Bruce turned around just in time to have a stout lacquered box thrust into his hands. Elegant paintings of a fiery bird with its wings wrapped around the corners gleamed on its shiny surface.
"Natasha... what's this?" he asked. It was oddly heavy, and strangely cool in his hands. And somehow the box was vibrating ever-so-slightly. It felt like holding an unexploded bomb.
She stared at him for a long minute, her expression subtly shifting. He wasn't sure if that twitch of an eyebrow or quirk of her lip meant amusement or fear or uncertainty, but the fact that she was emoting at all meant whatever it was, it was serious.
"It's for you. I want you do have it. Just in case."
There was something in her tone that Bruce thought he understood, a sort of acceptance. The same kind of acceptance he'd felt the night he'd held a gun to his mouth.
"Your will?" he asked quietly.
Her lips quirked again, and Bruce thought he saw something between amusement and sorrow.
"My living will. If anything ever goes wrong." She paused and thought that over. "If I ever go wrong."
"Natasha..."
"You understand why. You're the only one on this team who does. Sometimes there's a line, and when you cross it, there's no going back. You can't afford not to cover that possibility. So I'm trusting you to do this for me if you have to."

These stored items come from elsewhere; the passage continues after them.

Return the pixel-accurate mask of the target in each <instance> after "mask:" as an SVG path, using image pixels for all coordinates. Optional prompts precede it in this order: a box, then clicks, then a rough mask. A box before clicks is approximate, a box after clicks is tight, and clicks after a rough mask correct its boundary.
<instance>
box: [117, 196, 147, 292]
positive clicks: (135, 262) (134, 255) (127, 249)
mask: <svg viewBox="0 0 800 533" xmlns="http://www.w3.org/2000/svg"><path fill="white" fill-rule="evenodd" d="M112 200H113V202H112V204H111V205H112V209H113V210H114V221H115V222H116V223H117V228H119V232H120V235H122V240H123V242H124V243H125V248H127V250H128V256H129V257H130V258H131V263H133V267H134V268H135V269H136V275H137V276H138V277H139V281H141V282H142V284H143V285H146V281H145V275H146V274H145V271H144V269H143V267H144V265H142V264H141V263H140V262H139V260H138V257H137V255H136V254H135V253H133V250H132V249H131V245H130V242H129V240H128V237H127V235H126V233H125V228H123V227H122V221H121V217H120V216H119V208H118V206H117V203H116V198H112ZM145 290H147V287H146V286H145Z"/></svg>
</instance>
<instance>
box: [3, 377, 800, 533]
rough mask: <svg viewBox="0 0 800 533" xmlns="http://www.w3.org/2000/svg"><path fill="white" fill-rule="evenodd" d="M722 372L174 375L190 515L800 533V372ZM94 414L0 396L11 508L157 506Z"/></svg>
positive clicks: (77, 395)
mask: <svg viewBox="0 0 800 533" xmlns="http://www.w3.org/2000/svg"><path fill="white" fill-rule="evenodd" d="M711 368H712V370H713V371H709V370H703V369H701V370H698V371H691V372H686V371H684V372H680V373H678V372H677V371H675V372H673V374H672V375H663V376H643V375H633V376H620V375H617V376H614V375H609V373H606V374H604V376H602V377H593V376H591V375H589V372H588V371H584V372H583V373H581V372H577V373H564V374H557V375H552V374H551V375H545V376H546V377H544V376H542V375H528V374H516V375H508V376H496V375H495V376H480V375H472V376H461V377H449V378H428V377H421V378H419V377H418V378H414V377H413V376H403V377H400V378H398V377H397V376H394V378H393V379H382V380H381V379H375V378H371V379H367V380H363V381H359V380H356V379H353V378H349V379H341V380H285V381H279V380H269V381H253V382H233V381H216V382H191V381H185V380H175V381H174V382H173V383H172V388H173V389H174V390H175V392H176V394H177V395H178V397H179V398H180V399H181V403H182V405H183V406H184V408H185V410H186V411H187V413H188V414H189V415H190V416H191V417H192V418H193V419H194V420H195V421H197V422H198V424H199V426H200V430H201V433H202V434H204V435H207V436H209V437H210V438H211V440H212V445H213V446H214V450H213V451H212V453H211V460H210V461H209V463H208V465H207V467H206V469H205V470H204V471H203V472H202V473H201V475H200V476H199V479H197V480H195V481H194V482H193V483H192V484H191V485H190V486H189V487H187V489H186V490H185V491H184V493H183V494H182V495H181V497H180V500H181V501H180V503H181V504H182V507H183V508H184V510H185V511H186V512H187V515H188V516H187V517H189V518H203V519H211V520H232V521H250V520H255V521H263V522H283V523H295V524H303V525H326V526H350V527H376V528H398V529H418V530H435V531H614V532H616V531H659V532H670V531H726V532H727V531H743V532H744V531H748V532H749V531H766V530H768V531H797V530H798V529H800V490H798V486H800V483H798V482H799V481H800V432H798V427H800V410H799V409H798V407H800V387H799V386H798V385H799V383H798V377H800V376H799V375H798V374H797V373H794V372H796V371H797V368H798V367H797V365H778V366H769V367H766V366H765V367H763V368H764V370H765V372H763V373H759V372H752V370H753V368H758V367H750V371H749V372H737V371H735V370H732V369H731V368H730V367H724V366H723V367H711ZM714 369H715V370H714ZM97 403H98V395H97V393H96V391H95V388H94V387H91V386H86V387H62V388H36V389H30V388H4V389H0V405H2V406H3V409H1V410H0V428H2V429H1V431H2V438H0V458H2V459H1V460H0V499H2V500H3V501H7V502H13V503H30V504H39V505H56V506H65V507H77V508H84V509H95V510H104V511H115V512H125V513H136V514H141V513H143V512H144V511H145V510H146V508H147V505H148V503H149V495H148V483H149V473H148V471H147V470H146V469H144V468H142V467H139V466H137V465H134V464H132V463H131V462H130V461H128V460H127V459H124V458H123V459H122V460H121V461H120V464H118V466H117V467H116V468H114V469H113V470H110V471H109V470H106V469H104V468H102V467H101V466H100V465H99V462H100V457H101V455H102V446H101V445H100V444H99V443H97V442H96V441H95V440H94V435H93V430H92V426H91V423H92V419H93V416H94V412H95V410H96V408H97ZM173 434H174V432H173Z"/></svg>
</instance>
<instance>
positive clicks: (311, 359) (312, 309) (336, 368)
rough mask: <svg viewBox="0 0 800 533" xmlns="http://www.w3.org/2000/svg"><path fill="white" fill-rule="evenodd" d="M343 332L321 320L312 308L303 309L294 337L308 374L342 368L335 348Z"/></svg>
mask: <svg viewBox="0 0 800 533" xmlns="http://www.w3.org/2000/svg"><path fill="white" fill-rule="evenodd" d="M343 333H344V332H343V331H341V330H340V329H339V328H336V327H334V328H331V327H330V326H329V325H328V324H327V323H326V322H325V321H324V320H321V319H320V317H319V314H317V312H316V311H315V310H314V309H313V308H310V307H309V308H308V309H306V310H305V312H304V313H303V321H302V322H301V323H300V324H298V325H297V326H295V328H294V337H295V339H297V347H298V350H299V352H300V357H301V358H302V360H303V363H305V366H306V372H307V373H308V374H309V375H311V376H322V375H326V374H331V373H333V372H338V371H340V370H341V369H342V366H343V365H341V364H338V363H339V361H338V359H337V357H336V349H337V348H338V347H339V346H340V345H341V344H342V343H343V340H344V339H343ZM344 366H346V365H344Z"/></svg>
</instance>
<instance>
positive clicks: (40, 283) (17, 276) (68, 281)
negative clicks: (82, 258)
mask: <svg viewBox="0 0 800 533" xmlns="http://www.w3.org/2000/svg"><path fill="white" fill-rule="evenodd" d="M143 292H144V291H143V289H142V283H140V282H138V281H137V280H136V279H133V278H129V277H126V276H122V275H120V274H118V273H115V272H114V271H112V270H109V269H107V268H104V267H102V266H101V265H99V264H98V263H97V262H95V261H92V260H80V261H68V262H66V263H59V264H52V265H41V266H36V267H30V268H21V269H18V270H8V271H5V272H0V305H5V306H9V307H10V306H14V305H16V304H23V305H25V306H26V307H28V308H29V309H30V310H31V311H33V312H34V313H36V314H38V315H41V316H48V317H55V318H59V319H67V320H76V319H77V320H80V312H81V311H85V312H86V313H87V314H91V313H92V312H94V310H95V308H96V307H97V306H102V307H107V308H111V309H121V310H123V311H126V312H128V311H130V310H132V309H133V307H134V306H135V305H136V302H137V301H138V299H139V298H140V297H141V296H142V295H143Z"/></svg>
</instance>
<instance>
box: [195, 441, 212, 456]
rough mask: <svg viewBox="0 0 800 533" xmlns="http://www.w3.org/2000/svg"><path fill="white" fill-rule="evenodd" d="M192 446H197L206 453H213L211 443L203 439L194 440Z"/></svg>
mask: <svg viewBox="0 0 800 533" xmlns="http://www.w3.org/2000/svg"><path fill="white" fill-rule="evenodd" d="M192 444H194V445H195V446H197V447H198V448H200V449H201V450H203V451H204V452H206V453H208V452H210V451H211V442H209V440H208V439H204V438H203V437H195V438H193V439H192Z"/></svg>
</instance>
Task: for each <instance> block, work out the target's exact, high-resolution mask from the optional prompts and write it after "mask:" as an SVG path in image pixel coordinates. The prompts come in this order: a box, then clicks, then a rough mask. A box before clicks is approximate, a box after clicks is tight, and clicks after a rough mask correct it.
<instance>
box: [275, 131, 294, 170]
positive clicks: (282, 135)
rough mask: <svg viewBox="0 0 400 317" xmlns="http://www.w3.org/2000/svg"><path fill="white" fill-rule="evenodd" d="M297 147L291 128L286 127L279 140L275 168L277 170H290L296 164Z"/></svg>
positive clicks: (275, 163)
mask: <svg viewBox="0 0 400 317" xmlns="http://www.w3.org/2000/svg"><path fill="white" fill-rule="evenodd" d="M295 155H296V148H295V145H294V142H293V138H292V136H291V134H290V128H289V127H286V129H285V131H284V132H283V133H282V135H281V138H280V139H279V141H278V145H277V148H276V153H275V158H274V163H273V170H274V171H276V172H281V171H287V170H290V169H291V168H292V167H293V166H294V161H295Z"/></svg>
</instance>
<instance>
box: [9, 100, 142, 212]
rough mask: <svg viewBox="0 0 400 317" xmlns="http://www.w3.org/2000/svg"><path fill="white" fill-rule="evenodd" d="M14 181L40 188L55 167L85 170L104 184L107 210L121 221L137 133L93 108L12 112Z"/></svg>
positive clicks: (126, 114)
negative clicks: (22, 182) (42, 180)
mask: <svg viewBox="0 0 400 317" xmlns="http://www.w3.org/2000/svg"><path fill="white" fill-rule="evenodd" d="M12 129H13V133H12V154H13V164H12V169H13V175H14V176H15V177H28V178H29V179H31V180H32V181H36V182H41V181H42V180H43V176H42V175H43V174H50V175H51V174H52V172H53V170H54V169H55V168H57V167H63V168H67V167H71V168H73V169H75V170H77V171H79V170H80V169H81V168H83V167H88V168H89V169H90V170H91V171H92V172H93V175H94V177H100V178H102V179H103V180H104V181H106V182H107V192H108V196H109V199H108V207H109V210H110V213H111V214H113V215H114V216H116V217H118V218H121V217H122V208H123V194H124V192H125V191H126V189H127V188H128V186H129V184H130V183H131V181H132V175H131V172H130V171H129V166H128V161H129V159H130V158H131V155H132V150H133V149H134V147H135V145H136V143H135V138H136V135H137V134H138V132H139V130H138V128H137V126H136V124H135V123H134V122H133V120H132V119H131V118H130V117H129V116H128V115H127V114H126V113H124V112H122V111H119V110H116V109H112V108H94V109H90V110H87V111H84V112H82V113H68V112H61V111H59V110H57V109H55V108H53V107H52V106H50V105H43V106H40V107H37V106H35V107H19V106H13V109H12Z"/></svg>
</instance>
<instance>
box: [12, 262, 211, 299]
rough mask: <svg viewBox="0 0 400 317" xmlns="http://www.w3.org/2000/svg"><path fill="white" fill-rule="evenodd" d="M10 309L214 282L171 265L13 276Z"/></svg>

Bruce clutched the box hard, and felt the vibration get more vigorous under his fingers as the color rose in Natasha's cheeks.
"What's in here, Natasha?"
She took a step back from him and drew one of the knives hidden at her belt.
"I've had my brain played with in ways most people can't imagine. I have red... so much red in my ledger. Someday it's just not going to balance out." She took a deep breath and let it out again slowly. "I'm sixty-eight years old, Bruce. I did something a long time ago so I'd never die, but I didn't stop to think about what that could mean."
Bruce suddenly got a chill of premonition, but he didn't quite move fast enough to prevent Natasha from driving the blade into her heart.
"Natasha!" He leapt for her, cradling her as she dropped to the floor, his hand over the hilt, afraid to pull it out, terrified to leave it in.
"It's ok," she rasped, and put her hand on the hilt next to his. There was blood on her lips and gurgling in her lungs, and Bruce could feel the Hulk roaring in impotent fear as she looked up at him, so pale. "It's ok." He wanted to stop her as she drew the blade from her heart, red and slick, but just held her instead. Held her as her breaths deepened, the gurgling stopped, and her head came up.
Good as new. Just as Bruce had been the night the Hulk spit a bullet back into his hand.
She took his hand and put it on the box beside him. "It's my heart. That's the only thing that can ever kill me. If you need to, open up the box, crack the egg inside, and smash the diamond. Then I can die."
Bruce could feel the box vibrating, pulsing, fluttering under his fingers like the quivering of a nervous heart. Inside him the Hulk raised his head at the key word of “smash,” and Bruce felt a wordless assent at Natasha’s request.
"Don't scare me like that again," he said, and held her close to him with his other arm, heedless of the blood.
"But you'll do it?" she asked insistently.
Do you understand? That was what she was really asking.
He tilted his head down and she met him, kissing him soft and slow, spiced with saltwater from tears.
“Yes.” The answer to both of her questions.
The box thumped madly with relief under his hand, the same one with which he’d caught a bullet, alive and vibrant as the lover in his arms. And fragile as a diamond.